Sending ultrasonic vibrations through solid objects allows SurfingAttack to avoid these issues. “The environment is affecting our attack a lot less effectively, in our scenario, than in previous work that’s over the air,” says Ning Zhang, a computer scientist at Washington University in St. Louis. With airborne ultrasonic waves, “if somebody walks by, say in the airport or coffee shop, that signal would be blocked—versus, for our attack, it doesn’t matter how many things are placed on the table.” In addition, the researchers note, their method is less visible and consumes less power than an air-based speaker because its ultrasonic waves emanate from a small device that sticks to the bottom of a table. Yan estimates it could cost less than $100 to build. Another feature of SurfingAttack is that it can both send and receive ultrasonic signals. This arrangement lets it extract information—such as text messages—in addition to ordering the phone to perform tasks. “I think it’s a really intriguing paper, because now [such hacking] doesn’t need in-air propagation of the signals,” says Nirupam Roy, an assistant professor of computer science at the University of Maryland, College Park, who did not contribute to the new study. He also praises the measures the researchers took to ensure that as the ultrasonic signal moved through the tabletop, the material did not produce any noises that might alert the phone’s owner. “Any vibrating surface, even the signal that is flowing through the solid, can leak out some audible signal in the air.

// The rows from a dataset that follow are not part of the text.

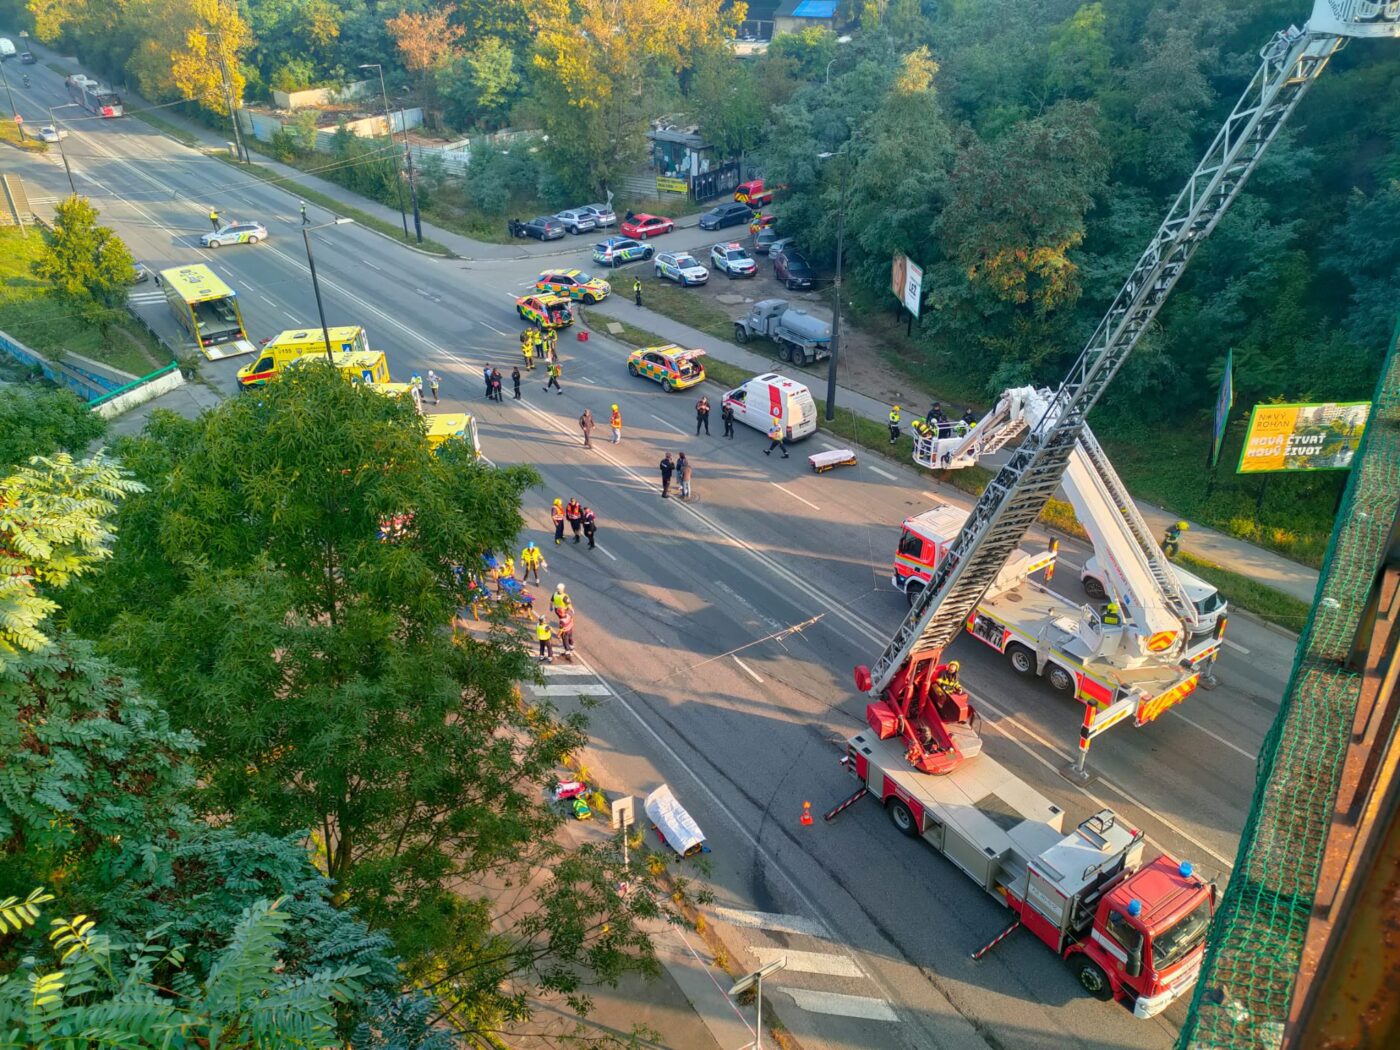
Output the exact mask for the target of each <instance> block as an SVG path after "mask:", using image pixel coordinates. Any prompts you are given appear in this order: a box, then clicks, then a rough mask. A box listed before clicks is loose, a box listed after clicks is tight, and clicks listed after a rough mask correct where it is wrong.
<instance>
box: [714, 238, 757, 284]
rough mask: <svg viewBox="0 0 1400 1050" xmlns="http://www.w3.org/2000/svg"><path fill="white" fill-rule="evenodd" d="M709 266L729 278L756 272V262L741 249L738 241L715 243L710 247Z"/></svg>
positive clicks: (734, 278)
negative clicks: (714, 245)
mask: <svg viewBox="0 0 1400 1050" xmlns="http://www.w3.org/2000/svg"><path fill="white" fill-rule="evenodd" d="M710 266H713V267H714V269H717V270H720V272H722V273H724V274H725V276H727V277H729V279H731V280H732V279H735V277H752V276H753V274H755V273H757V270H759V267H757V263H755V262H753V256H752V255H749V253H748V252H746V251H743V245H741V244H739V242H738V241H731V242H729V244H717V245H715V246H714V248H711V249H710Z"/></svg>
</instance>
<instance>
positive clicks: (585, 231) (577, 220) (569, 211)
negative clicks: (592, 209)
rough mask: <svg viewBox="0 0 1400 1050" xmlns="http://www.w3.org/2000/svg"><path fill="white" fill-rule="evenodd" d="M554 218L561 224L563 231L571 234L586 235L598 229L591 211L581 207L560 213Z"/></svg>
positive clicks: (560, 211) (597, 223)
mask: <svg viewBox="0 0 1400 1050" xmlns="http://www.w3.org/2000/svg"><path fill="white" fill-rule="evenodd" d="M554 218H557V220H559V221H560V223H563V224H564V230H567V231H568V232H571V234H587V232H588V231H589V230H596V228H598V220H596V218H595V217H594V216H592V213H591V211H588V210H585V209H581V207H575V209H570V210H568V211H560V213H559V214H557V216H554Z"/></svg>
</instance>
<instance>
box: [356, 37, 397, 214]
mask: <svg viewBox="0 0 1400 1050" xmlns="http://www.w3.org/2000/svg"><path fill="white" fill-rule="evenodd" d="M360 69H372V70H378V73H379V97H381V98H382V99H384V126H385V127H386V129H388V130H389V144H391V146H392V144H393V118H392V116H389V92H388V90H385V87H384V66H381V64H379V63H378V62H367V63H364V64H361V66H360ZM393 185H395V186H396V188H398V190H399V217H400V218H403V239H405V241H407V239H409V210H407V209H406V207H405V206H403V175H402V172H400V171H399V165H393Z"/></svg>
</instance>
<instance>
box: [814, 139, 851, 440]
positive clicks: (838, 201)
mask: <svg viewBox="0 0 1400 1050" xmlns="http://www.w3.org/2000/svg"><path fill="white" fill-rule="evenodd" d="M850 144H851V141H850V139H847V140H846V146H843V147H841V148H840V150H837V151H836V153H819V154H816V155H818V158H819V160H823V161H825V160H827V158H830V157H836V155H837V154H840V155H841V185H840V193H839V196H837V199H836V280H834V281H832V291H833V297H832V357H830V364H829V365H827V367H826V421H827V423H830V421H832V420H834V419H836V358H837V356H839V354H840V351H841V265H843V249H844V246H846V169H847V168H848V167H850V165H851V161H850V154H847V151H846V147H847V146H850Z"/></svg>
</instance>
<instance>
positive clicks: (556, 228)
mask: <svg viewBox="0 0 1400 1050" xmlns="http://www.w3.org/2000/svg"><path fill="white" fill-rule="evenodd" d="M515 235H517V237H533V238H535V239H536V241H557V239H560V238H561V237H563V235H564V224H563V223H560V221H559V220H557V218H554V217H553V216H539V217H538V218H532V220H529V221H528V223H518V224H517V225H515Z"/></svg>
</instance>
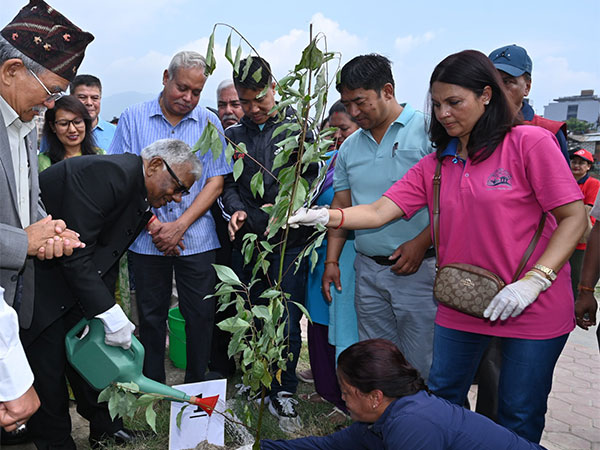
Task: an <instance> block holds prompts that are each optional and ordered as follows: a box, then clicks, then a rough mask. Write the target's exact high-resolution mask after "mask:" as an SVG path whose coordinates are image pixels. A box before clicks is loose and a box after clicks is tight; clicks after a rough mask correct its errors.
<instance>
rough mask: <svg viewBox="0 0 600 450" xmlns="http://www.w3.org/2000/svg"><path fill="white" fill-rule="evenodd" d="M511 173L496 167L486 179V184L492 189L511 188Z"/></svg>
mask: <svg viewBox="0 0 600 450" xmlns="http://www.w3.org/2000/svg"><path fill="white" fill-rule="evenodd" d="M511 179H512V175H511V174H510V173H508V171H507V170H505V169H502V168H500V169H496V170H495V171H494V172H493V173H492V174H491V175H490V176H489V177H488V180H487V183H486V184H487V185H488V186H490V187H491V188H493V189H512V184H511V182H510V180H511Z"/></svg>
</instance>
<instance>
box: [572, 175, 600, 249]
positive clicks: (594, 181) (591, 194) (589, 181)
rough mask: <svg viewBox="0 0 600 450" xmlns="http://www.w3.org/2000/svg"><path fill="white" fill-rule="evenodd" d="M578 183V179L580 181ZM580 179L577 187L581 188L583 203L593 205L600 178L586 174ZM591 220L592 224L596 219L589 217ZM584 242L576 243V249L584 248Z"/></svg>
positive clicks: (590, 219) (585, 204)
mask: <svg viewBox="0 0 600 450" xmlns="http://www.w3.org/2000/svg"><path fill="white" fill-rule="evenodd" d="M582 180H583V182H582V183H580V181H582ZM582 180H579V181H578V182H577V184H578V185H579V189H581V193H582V194H583V203H584V205H589V206H594V202H595V201H596V196H597V195H598V190H599V189H600V180H597V179H595V178H592V177H590V176H589V175H586V176H585V177H584V178H583V179H582ZM590 220H591V221H592V225H594V223H595V222H596V219H595V218H593V217H590ZM585 247H586V244H585V243H583V244H577V250H585Z"/></svg>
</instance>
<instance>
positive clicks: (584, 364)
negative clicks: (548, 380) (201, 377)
mask: <svg viewBox="0 0 600 450" xmlns="http://www.w3.org/2000/svg"><path fill="white" fill-rule="evenodd" d="M594 331H595V330H594ZM594 331H587V332H586V331H583V330H581V329H579V328H577V329H576V330H575V331H574V332H573V333H571V336H569V340H568V342H567V345H566V347H565V349H564V350H563V353H562V355H561V356H560V358H559V360H558V365H557V367H556V370H555V373H554V384H553V386H552V392H551V393H550V398H549V401H548V413H547V414H546V429H545V431H544V434H543V436H542V442H541V444H542V445H543V446H544V447H546V448H547V449H548V450H600V353H599V352H598V344H597V342H596V335H595V333H594ZM167 366H170V364H169V363H167ZM178 372H180V371H177V370H174V371H173V373H172V376H173V377H177V375H178ZM169 382H170V383H171V384H176V383H179V382H181V380H178V379H169ZM475 393H476V388H473V390H472V391H471V393H470V397H471V404H472V405H474V404H475V402H474V401H473V400H474V395H475ZM71 416H72V418H73V434H74V436H75V441H76V443H77V446H78V448H80V449H82V450H83V449H86V448H89V447H88V445H87V433H88V427H87V423H86V421H85V420H83V419H81V417H79V415H78V414H77V413H76V412H75V409H74V408H71ZM0 447H1V445H0ZM4 448H6V449H7V450H9V449H14V450H35V447H34V446H33V445H32V444H30V445H20V446H10V447H8V446H4Z"/></svg>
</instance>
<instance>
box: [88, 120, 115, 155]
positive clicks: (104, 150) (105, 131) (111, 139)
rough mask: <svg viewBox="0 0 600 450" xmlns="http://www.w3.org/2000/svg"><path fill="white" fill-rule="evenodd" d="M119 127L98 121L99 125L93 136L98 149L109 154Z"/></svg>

So they have shown some techniques to minimize that audible leakage and to keep it really inaudible to the [phone’s] user.”

 

To avoid falling prey to bad actors, the researchers suggest phone owners could limit the access they give their AI assistants. What an attacker can do “really depends on how much the user is depending on the voice assistant to perform day-to-day activities,” Zhang says. “So if you give your Siri access to your artificial pancreas to inject insulin, then [you’re in] big trouble, because we can ask it to inject a ridiculous amount of insulin. But if you’re a more cautious person and say, ‘Hey, I only want Siri to be able to ask questions from the Internet and tell me jokes,’ then it’s not a big deal.”

Source: https://www.scientificamerican.com/article/ultrasonic-attack-device-hacks-phones-through-solid-objects/

https://securityaffairs.co/wordpress/98785/hacking/surfingattack-technique.html

Thoughts: It does sounds worrying, but I don't even use any form of voice assistants at all so I think I have some protections.